Os pequenos barcos tradicionais, agora em fibra, destinam-se apenas a fazer passeios marítimo-turísticos, com segurança e todos os elementos precisos para os manobrar: “com um barco largo as redes e depois pego no outro, que está limpinho, para os passeios.” Cravinho menciona que a “malta começou a juntar dinheiro [nos inícios dos anos 80], para comprar um barco de fibra” do qual não podem faltar as medidas de segurança e uma longa vara: “como trabalhamos na praia, onde o ponto de maré é muito baixo, temos de manobrar o barco entre a areia e as rochas, onde não nos é possível colocar a hélice do barco a trabalhar. Daí o uso deste pau para manobrar o barco para o sítio certo.”

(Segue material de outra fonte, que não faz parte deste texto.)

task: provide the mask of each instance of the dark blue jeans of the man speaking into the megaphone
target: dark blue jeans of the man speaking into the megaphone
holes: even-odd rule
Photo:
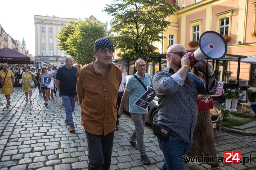
[[[184,170],[184,163],[180,162],[184,160],[180,158],[180,155],[187,155],[192,143],[184,142],[171,133],[169,140],[163,140],[160,137],[157,137],[157,139],[165,159],[161,170]]]

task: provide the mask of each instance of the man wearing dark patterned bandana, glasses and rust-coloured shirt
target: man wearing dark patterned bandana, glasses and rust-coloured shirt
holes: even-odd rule
[[[112,63],[112,42],[100,38],[94,59],[77,72],[77,96],[88,143],[88,170],[109,170],[116,128],[116,100],[122,71]]]

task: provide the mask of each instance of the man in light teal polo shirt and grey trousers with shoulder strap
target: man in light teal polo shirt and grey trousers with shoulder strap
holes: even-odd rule
[[[142,59],[138,59],[135,62],[135,69],[137,70],[137,73],[134,74],[137,76],[144,85],[153,87],[153,81],[150,74],[145,73],[146,72],[146,63]],[[120,108],[118,115],[121,117],[123,114],[123,107],[125,104],[125,101],[127,97],[129,96],[129,112],[131,113],[132,120],[135,126],[135,129],[131,135],[130,138],[130,144],[132,145],[133,149],[138,149],[140,152],[140,159],[144,163],[150,163],[150,159],[148,158],[146,154],[146,146],[144,144],[144,125],[147,120],[148,110],[145,111],[135,105],[133,103],[140,98],[145,93],[145,88],[143,85],[134,77],[132,76],[129,78],[129,80],[126,83],[124,95],[121,100]],[[136,139],[138,142],[138,146],[136,145]]]

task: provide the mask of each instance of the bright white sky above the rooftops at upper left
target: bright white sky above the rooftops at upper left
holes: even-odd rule
[[[88,18],[93,15],[99,21],[108,21],[111,16],[102,12],[106,4],[114,0],[3,0],[1,1],[0,24],[14,40],[24,41],[29,53],[35,56],[34,15],[60,18]]]

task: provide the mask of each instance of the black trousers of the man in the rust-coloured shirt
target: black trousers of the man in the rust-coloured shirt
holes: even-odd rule
[[[96,135],[85,130],[88,143],[88,170],[109,170],[115,130]]]

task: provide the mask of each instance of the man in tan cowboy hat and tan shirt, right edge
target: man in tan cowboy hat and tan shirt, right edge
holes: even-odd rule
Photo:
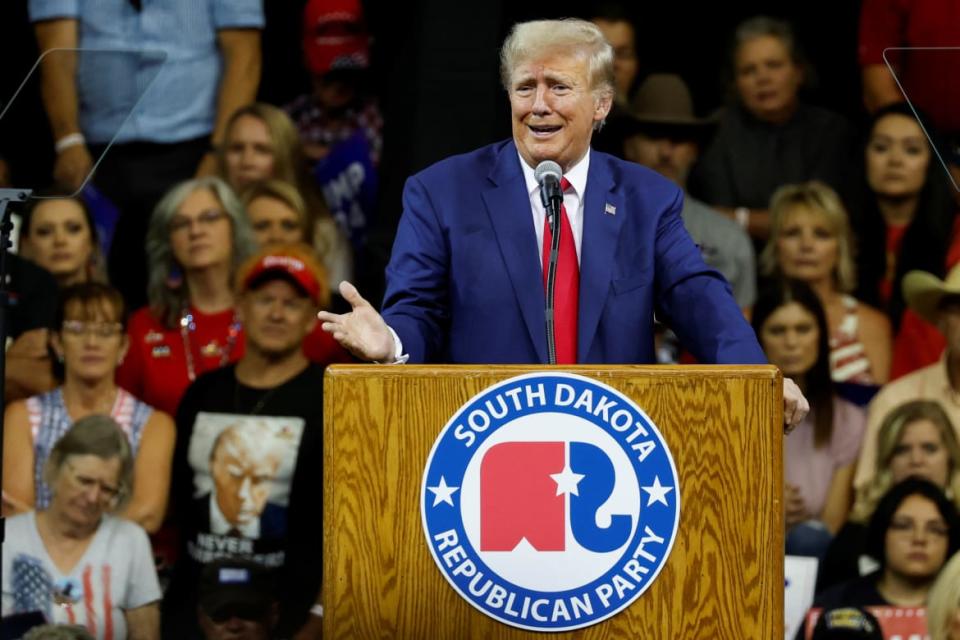
[[[897,406],[911,400],[936,400],[946,411],[960,438],[960,265],[945,280],[932,273],[911,271],[903,278],[907,306],[935,325],[947,341],[940,361],[890,382],[880,390],[867,413],[860,460],[853,479],[863,488],[876,472],[877,434],[884,418]]]

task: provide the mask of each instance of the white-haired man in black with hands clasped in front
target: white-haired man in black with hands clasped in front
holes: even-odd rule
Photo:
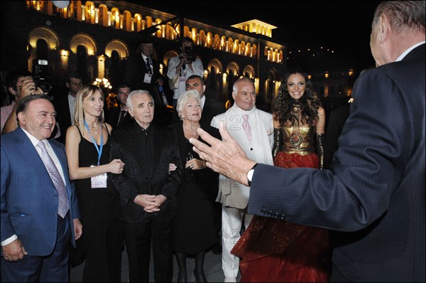
[[[130,282],[149,281],[151,242],[155,282],[171,282],[171,233],[182,173],[178,137],[152,122],[154,101],[146,90],[131,92],[127,108],[135,122],[114,129],[111,136],[111,160],[121,159],[126,167],[111,180],[121,196]],[[177,169],[169,173],[170,163]]]

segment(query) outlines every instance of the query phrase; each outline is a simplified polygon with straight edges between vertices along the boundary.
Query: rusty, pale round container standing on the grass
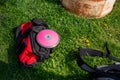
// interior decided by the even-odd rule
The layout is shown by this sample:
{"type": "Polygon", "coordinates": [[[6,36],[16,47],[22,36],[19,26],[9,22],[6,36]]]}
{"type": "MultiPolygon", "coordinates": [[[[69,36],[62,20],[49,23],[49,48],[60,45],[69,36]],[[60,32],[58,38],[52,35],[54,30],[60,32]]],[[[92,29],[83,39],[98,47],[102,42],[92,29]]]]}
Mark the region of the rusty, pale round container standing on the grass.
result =
{"type": "Polygon", "coordinates": [[[101,18],[110,13],[115,0],[61,0],[63,6],[78,16],[101,18]]]}

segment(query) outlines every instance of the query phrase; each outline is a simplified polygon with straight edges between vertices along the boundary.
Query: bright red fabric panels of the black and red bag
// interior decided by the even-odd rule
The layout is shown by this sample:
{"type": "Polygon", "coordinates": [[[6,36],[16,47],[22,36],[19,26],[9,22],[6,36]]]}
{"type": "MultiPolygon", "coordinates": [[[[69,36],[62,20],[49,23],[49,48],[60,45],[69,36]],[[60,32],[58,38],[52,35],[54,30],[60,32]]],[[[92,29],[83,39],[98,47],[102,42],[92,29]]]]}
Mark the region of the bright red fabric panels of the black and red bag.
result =
{"type": "MultiPolygon", "coordinates": [[[[27,31],[28,28],[32,28],[32,23],[28,22],[21,25],[22,34],[27,31]]],[[[19,55],[19,59],[22,63],[27,65],[31,65],[37,62],[38,56],[35,55],[32,51],[31,43],[30,43],[30,36],[24,38],[22,42],[25,42],[27,46],[25,47],[24,51],[19,55]]]]}

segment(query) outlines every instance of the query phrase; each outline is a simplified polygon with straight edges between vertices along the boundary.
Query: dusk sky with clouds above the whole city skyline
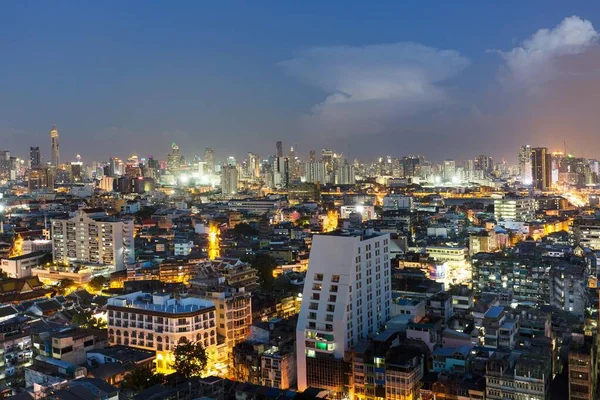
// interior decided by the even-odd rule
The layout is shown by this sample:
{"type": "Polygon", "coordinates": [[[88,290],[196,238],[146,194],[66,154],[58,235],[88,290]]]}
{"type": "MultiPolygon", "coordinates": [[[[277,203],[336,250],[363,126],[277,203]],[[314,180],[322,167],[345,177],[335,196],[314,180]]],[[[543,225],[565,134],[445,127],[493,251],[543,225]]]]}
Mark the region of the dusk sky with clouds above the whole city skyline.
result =
{"type": "Polygon", "coordinates": [[[594,1],[3,1],[0,139],[26,157],[600,157],[594,1]],[[381,3],[381,4],[378,4],[381,3]],[[386,3],[386,4],[383,4],[386,3]],[[389,3],[389,4],[388,4],[389,3]]]}

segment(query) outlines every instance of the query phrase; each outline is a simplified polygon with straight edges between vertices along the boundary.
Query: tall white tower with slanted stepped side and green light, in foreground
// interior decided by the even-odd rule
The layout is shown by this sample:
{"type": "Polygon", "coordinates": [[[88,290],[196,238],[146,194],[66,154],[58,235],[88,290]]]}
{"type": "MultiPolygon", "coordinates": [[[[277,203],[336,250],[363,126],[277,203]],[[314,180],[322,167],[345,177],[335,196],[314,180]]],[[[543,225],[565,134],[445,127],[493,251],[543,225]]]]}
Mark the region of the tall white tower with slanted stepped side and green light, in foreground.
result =
{"type": "Polygon", "coordinates": [[[389,240],[370,230],[313,236],[296,326],[300,391],[347,392],[344,356],[390,315],[389,240]]]}

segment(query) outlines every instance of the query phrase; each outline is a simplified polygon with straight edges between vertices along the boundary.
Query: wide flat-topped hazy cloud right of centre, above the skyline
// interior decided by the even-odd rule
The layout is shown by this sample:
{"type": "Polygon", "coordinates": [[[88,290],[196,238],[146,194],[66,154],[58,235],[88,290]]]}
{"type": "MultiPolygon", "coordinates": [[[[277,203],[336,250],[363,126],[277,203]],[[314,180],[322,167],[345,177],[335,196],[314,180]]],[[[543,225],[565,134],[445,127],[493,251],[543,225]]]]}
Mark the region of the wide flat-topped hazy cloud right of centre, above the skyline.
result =
{"type": "Polygon", "coordinates": [[[314,133],[367,134],[449,100],[443,83],[469,65],[453,50],[402,42],[318,47],[280,65],[326,98],[306,118],[314,133]]]}

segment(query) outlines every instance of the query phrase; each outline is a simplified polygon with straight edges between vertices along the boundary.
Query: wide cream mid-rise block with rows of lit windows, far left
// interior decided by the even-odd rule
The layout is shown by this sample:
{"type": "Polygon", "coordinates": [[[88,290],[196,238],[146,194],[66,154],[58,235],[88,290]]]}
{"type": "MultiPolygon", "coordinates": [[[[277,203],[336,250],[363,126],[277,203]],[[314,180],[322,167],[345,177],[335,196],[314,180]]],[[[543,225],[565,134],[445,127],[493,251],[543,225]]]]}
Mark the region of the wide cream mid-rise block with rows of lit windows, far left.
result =
{"type": "Polygon", "coordinates": [[[60,264],[91,263],[120,271],[134,262],[133,220],[115,219],[96,209],[53,219],[52,258],[60,264]]]}

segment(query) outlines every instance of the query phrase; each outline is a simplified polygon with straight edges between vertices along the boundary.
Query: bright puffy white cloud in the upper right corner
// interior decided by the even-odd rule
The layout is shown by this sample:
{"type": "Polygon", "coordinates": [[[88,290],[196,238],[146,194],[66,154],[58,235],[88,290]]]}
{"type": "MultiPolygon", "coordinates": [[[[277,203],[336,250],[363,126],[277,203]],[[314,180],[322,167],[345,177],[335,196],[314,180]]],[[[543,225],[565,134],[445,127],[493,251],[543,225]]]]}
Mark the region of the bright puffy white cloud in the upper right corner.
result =
{"type": "Polygon", "coordinates": [[[519,47],[499,54],[506,63],[500,79],[507,85],[536,88],[565,72],[558,67],[562,56],[585,52],[596,43],[598,32],[592,23],[577,16],[565,18],[554,29],[540,29],[519,47]]]}

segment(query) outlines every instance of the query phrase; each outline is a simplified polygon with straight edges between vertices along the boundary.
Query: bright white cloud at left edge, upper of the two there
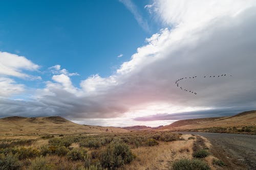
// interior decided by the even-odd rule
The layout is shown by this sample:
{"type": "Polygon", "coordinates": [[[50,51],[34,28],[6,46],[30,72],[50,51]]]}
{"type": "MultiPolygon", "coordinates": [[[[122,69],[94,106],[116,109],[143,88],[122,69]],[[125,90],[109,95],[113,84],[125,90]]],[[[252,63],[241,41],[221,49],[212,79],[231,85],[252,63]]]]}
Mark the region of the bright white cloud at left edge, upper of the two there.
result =
{"type": "Polygon", "coordinates": [[[23,70],[35,71],[38,68],[38,65],[23,56],[0,52],[0,75],[2,76],[37,79],[37,77],[25,74],[23,70]]]}

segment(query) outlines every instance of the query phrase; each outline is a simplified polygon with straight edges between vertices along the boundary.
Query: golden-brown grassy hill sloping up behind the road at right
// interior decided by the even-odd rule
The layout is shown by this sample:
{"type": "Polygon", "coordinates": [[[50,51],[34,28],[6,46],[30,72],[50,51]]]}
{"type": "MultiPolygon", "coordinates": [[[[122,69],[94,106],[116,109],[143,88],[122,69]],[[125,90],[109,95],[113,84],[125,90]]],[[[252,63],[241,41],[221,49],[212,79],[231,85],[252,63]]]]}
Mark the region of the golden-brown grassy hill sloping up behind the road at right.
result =
{"type": "Polygon", "coordinates": [[[210,127],[256,126],[256,111],[246,111],[234,116],[178,120],[157,130],[182,130],[210,127]]]}

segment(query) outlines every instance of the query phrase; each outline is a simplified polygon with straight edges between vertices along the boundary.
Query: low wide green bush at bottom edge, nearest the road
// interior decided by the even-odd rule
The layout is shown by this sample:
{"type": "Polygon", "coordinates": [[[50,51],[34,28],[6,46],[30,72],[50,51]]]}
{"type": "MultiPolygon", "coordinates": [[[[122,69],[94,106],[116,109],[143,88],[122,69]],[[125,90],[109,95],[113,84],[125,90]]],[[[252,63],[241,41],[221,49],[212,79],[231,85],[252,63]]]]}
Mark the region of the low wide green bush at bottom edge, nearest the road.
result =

Neste grupo de 40, Lucindo, de 86 anos, continua a mostrar e a ensinar os recantos da costa a quem queira inteirar-se da sua história! São perto de 50 anos de atividade nas grutas e mais de 70 como pescador. Este e os restantes elementos foram construindo as rotas pelo intrincado rendilhado de falésias, grutas esculpidas e pequenos areais, onde confessam que não foi por acaso a escolha dos nomes dos sítios que dão a conhecer: “Temos uma gruta que lhe chamamos a cozinha, porque quando vinham ventos fortes era o abrigo onde comíamos antes de nos fazermos à faina,” fala Vítor Santos.
Este complemento às pescas começou na Praia da Dona Ana, com os turistas do Hotel Golfinho, mas foi-se espalhando pela cidade em quatro pontos estratégicos: Avenida dos Descobrimentos, Cais da Solaria, Praia da Dona Ana e Ponta da Piedade: “em parceria com a Junta Autónoma dos Portos do Barlavento e o Capitão do Porto, por volta de 1986, foram organizados 4 postos de trabalho, pelo grupo dos 40, em modo rotativo”, fala Isidro.

A essência de Lagos foi e continua a ser criada por estes homens, pela sabedoria partilhada em cada passeio, mas não só! A sua condição humilde transmite o que há de mais autêntico, natural e genuíno, uma lição à imaginação de um tempo em que os pescadores por não saberem escrever contavam os passeios dando nós numa corda: “cada nó era uma viagem; dois nós seguidos representavam uma viagem com quatro pessoas,” refere José Jorge. São chefes de família que conseguiram, por este meio, proporcionar aos seus filhos um futuro melhor. São os mesmos que têm em si um enraizado sentimento de pertença e orgulho em fazer parte deste grupo e de ter feito vida em Lagos: “A cultura? Estamos a vivê-la todos os dias!”